Wednesday, February 28th, 2007Now, I’m as much of a fan of taking pleasure in the suffering of others as the next guy, probably even more so in fact, but even I have my limits. I’m sure a few people watched the train wreck that was “Are You Smarter Than A Fifth Grader?” last night, but in case you didn’t, allow me to summarize:
- Take the gameplay mechanics of other, better shows like “Millionaire” and “1 v. 100″
- Audition the stupidest people in the country to be contestants and camera-friendly child actors to be the kids
- In lieu of actual research, take questions from elementary school textbooks
- Stretch out the asking of five simple questions over 30 minutes
- Bring in the least funny stand-up comedian you can find to host.
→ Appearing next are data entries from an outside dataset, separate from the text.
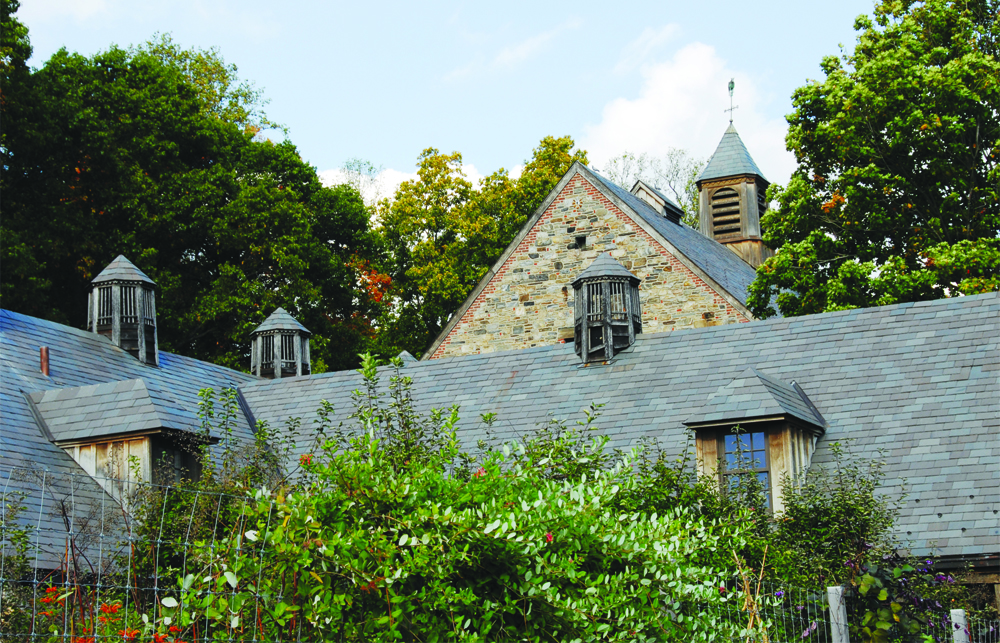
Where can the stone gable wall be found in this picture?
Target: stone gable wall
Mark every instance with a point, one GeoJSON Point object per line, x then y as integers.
{"type": "Point", "coordinates": [529, 302]}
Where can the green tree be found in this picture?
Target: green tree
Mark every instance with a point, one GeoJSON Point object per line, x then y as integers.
{"type": "Point", "coordinates": [422, 232]}
{"type": "Point", "coordinates": [217, 84]}
{"type": "Point", "coordinates": [120, 153]}
{"type": "Point", "coordinates": [896, 195]}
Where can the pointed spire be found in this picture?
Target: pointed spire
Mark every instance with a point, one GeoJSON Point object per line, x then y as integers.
{"type": "Point", "coordinates": [122, 307]}
{"type": "Point", "coordinates": [121, 269]}
{"type": "Point", "coordinates": [605, 266]}
{"type": "Point", "coordinates": [280, 347]}
{"type": "Point", "coordinates": [731, 158]}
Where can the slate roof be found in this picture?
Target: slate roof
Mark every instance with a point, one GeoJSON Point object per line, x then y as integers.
{"type": "Point", "coordinates": [113, 408]}
{"type": "Point", "coordinates": [121, 269]}
{"type": "Point", "coordinates": [605, 266]}
{"type": "Point", "coordinates": [281, 320]}
{"type": "Point", "coordinates": [731, 158]}
{"type": "Point", "coordinates": [919, 380]}
{"type": "Point", "coordinates": [753, 395]}
{"type": "Point", "coordinates": [79, 360]}
{"type": "Point", "coordinates": [721, 264]}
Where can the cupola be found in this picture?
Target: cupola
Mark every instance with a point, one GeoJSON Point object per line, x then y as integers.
{"type": "Point", "coordinates": [122, 307]}
{"type": "Point", "coordinates": [279, 347]}
{"type": "Point", "coordinates": [606, 310]}
{"type": "Point", "coordinates": [731, 200]}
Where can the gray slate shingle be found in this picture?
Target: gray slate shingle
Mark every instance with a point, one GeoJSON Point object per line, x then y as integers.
{"type": "Point", "coordinates": [80, 360]}
{"type": "Point", "coordinates": [724, 266]}
{"type": "Point", "coordinates": [731, 158]}
{"type": "Point", "coordinates": [871, 388]}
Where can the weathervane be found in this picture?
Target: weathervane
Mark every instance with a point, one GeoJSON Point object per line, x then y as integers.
{"type": "Point", "coordinates": [731, 106]}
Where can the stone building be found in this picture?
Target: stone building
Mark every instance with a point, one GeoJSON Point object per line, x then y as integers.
{"type": "Point", "coordinates": [687, 280]}
{"type": "Point", "coordinates": [917, 380]}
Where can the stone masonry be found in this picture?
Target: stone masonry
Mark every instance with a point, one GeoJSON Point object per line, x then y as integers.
{"type": "Point", "coordinates": [529, 302]}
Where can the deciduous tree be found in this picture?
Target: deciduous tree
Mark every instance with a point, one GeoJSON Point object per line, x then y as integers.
{"type": "Point", "coordinates": [122, 153]}
{"type": "Point", "coordinates": [896, 195]}
{"type": "Point", "coordinates": [442, 235]}
{"type": "Point", "coordinates": [675, 174]}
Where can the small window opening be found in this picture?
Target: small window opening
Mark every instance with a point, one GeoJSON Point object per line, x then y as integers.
{"type": "Point", "coordinates": [104, 308]}
{"type": "Point", "coordinates": [129, 313]}
{"type": "Point", "coordinates": [745, 467]}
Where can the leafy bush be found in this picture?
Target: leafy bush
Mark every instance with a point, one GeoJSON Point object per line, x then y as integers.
{"type": "Point", "coordinates": [368, 551]}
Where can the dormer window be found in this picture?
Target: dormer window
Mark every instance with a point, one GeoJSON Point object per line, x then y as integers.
{"type": "Point", "coordinates": [760, 426]}
{"type": "Point", "coordinates": [607, 316]}
{"type": "Point", "coordinates": [745, 454]}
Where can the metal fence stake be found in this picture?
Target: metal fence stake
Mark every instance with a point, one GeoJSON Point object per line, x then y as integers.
{"type": "Point", "coordinates": [838, 615]}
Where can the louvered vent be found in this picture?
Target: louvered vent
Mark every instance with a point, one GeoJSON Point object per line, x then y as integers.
{"type": "Point", "coordinates": [725, 214]}
{"type": "Point", "coordinates": [761, 204]}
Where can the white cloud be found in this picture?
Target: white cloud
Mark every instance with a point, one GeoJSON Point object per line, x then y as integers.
{"type": "Point", "coordinates": [640, 49]}
{"type": "Point", "coordinates": [511, 55]}
{"type": "Point", "coordinates": [521, 51]}
{"type": "Point", "coordinates": [681, 104]}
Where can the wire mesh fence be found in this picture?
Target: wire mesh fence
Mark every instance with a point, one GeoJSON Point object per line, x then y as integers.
{"type": "Point", "coordinates": [785, 614]}
{"type": "Point", "coordinates": [86, 560]}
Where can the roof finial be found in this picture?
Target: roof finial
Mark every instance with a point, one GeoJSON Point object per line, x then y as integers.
{"type": "Point", "coordinates": [731, 106]}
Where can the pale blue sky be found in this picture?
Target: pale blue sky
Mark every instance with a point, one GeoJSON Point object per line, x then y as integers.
{"type": "Point", "coordinates": [383, 81]}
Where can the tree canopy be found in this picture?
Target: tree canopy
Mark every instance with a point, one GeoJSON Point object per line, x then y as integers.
{"type": "Point", "coordinates": [896, 193]}
{"type": "Point", "coordinates": [442, 235]}
{"type": "Point", "coordinates": [128, 152]}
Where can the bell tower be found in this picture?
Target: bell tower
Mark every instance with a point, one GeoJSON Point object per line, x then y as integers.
{"type": "Point", "coordinates": [279, 347]}
{"type": "Point", "coordinates": [607, 314]}
{"type": "Point", "coordinates": [122, 307]}
{"type": "Point", "coordinates": [731, 198]}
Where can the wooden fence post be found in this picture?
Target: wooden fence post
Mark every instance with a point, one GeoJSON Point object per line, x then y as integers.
{"type": "Point", "coordinates": [960, 627]}
{"type": "Point", "coordinates": [838, 615]}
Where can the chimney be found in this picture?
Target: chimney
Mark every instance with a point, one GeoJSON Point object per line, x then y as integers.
{"type": "Point", "coordinates": [607, 314]}
{"type": "Point", "coordinates": [279, 347]}
{"type": "Point", "coordinates": [122, 307]}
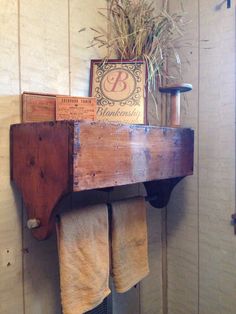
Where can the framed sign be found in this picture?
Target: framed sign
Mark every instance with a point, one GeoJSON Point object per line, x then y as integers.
{"type": "Point", "coordinates": [120, 89]}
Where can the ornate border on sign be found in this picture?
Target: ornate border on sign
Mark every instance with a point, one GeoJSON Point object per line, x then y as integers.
{"type": "Point", "coordinates": [119, 84]}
Voila! More money in Mark Burnett’s pocket. I mean, I’m Canadian, so I don’t know Andrew Johnson from Andrew Jackson as far as Presidents go, so I can maybe understand a US History major missing that question, but what retard doesn’t know about the Mayflower bringing the Pilgrims to the new world? Or REM standing for “rapid eye movement”? Even worse, although the snarky pop-ups were playing it like we were supposed to be making fun of the idiot contestants, they STILL put a commercial break in between the moron’s puzzlement over “REM” and the reveal of the answer! Who the fuck is so stupid that they’re in SUSPENSE over what REM stands for?
Maybe it’s just me, but I still enjoy watching Jeopardy, which has an actual, professional game show host who knows how to move the game along, and boasts upwards of 50 - 60 questions per show! I can watch, guess the answer, and not have to endure a 4 minute commercial break before I discover if I was right or wrong, and even if I’m wrong, Alex Trebek is probably not going to make fun of whoever doesn’t get it.